Although the imaging methods discussed thus far reveal a great deal about the CC’s structural maturation, they lack direct information about how these structural refinements relate to the behavioral changes that accompany normal development. Numerous neuropsychological methods have been developed to assess the level of function in various brain regions, including the CC. A fundamental role of the CC, interhemispheric transfer of information, can be assessed in a number of different ways, from simple finger tapping exercises to complex visual hemifield stimulation. It has been suggested that there is both a clear increase in CC utilization throughout development and also increased utilization in children only, based on these behavioral measures (Banich et al., 2000
; Marion et al., 2003
). It has not been customary to examine the relationship between task performance and brain microstructure in normal development, however some studies have examined these associations in older individuals (Baird et al., 2005
; Johansen-Berg et al., 2007
; Roebuck et al., 2002
; Sullivan et al., 2001
). For example, Sullivan et al. (2001)
reported correlations between FA and alternating finger tapping performance in a cross-sectional analysis of healthy adults. The group also reported regression analyses in which task performance was predicted by FA and age. In a study of ten healthy adults, Johansen-Berg et al. (2007)

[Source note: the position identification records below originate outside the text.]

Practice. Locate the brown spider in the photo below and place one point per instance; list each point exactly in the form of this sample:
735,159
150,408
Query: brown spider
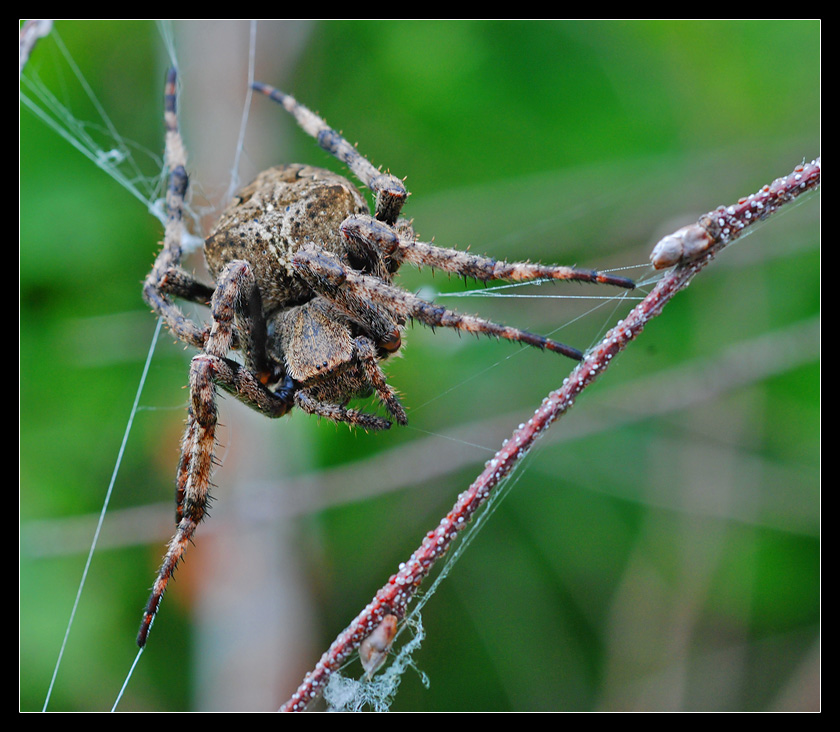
303,290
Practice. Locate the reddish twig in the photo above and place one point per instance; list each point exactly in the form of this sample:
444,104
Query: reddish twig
688,251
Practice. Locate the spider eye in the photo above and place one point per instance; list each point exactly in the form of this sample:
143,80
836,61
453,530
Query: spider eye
390,343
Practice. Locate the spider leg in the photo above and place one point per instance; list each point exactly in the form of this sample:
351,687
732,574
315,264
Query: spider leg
331,365
360,293
389,190
361,228
166,278
232,309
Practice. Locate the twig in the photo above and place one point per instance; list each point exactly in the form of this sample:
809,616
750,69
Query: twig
688,250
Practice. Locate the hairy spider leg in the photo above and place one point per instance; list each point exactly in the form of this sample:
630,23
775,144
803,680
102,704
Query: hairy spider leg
354,292
389,190
237,323
361,228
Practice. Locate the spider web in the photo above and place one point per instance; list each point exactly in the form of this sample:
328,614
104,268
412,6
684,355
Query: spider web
137,171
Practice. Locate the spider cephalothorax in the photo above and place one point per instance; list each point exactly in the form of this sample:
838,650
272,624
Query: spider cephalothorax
304,293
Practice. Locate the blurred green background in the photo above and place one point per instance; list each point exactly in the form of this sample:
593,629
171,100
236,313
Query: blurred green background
659,551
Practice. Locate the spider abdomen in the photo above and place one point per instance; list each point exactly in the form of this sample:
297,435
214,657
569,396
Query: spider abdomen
285,208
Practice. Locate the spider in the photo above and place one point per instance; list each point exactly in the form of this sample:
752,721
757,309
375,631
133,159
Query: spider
304,292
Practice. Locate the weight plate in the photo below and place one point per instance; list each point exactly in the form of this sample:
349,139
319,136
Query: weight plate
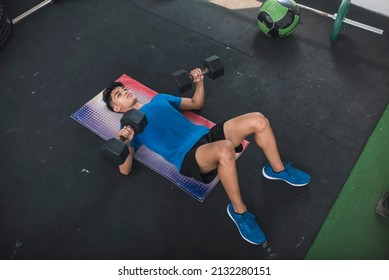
338,24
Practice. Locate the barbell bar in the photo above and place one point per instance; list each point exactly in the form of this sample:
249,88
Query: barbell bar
340,18
32,10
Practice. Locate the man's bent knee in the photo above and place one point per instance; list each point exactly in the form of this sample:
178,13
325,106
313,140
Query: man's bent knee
226,151
259,121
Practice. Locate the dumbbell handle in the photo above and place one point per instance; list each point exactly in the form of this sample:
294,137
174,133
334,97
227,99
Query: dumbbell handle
203,72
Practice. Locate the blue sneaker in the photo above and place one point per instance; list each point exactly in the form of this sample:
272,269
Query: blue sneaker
248,227
291,175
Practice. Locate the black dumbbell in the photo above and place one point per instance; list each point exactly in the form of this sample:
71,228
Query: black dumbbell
213,67
116,151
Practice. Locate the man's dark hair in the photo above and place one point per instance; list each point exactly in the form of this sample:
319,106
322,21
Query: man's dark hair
107,97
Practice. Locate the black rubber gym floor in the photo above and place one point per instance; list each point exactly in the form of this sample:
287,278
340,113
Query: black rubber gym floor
59,200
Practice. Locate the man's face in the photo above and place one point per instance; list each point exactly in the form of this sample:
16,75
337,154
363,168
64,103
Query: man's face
122,99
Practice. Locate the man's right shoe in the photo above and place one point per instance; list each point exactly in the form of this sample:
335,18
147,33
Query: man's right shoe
247,226
290,175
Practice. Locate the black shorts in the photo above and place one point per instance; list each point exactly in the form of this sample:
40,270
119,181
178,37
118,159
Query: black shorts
190,167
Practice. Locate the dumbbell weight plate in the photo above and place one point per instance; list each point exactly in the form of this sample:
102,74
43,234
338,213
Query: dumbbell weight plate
338,23
5,30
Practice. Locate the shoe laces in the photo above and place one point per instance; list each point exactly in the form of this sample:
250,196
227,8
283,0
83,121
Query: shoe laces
291,170
249,220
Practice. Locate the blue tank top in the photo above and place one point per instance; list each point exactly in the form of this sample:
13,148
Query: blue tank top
168,132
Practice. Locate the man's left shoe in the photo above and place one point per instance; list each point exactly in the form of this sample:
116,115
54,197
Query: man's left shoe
291,175
247,226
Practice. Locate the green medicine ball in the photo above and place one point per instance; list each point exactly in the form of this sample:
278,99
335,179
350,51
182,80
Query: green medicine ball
278,18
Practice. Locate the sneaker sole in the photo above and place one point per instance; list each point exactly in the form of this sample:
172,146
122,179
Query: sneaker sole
249,241
274,178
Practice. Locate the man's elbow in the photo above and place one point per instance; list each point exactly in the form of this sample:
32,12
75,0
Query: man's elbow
197,105
125,171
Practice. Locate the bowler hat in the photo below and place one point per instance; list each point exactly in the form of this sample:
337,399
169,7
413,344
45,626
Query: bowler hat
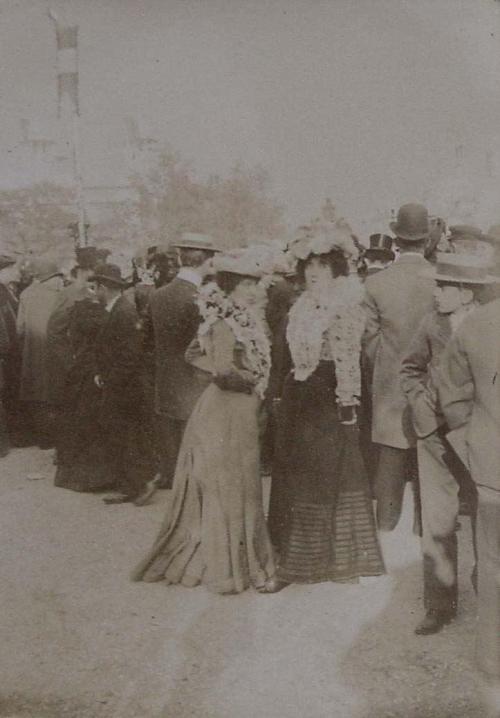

found relationships between bimanual coordination and FA of the CC midbody.
The current study uses DTI to investigate white matter changes with age using a cross sectional cohort of preadolescents, adolescents, and young adults. Regions of interest (ROI) were used to evaluate changes in CC white matter microstructure with age and whether these changes were associated with improved motor skills. Gender differences were examined in both task performance and DTI measures. Finally, regression analyses were performed to determine whether task performance could be predicted by age, gender and DTI values that showed age-related maturational changes. It was hypothesized that FA in multiple regions of the CC would correlate positively with age and that finger tapping performance would also improve with increased age. We also expected FA to correlate with bimanual finger tapping performance. We anticipated that MD would show similar, inverse relationships with age and task performance.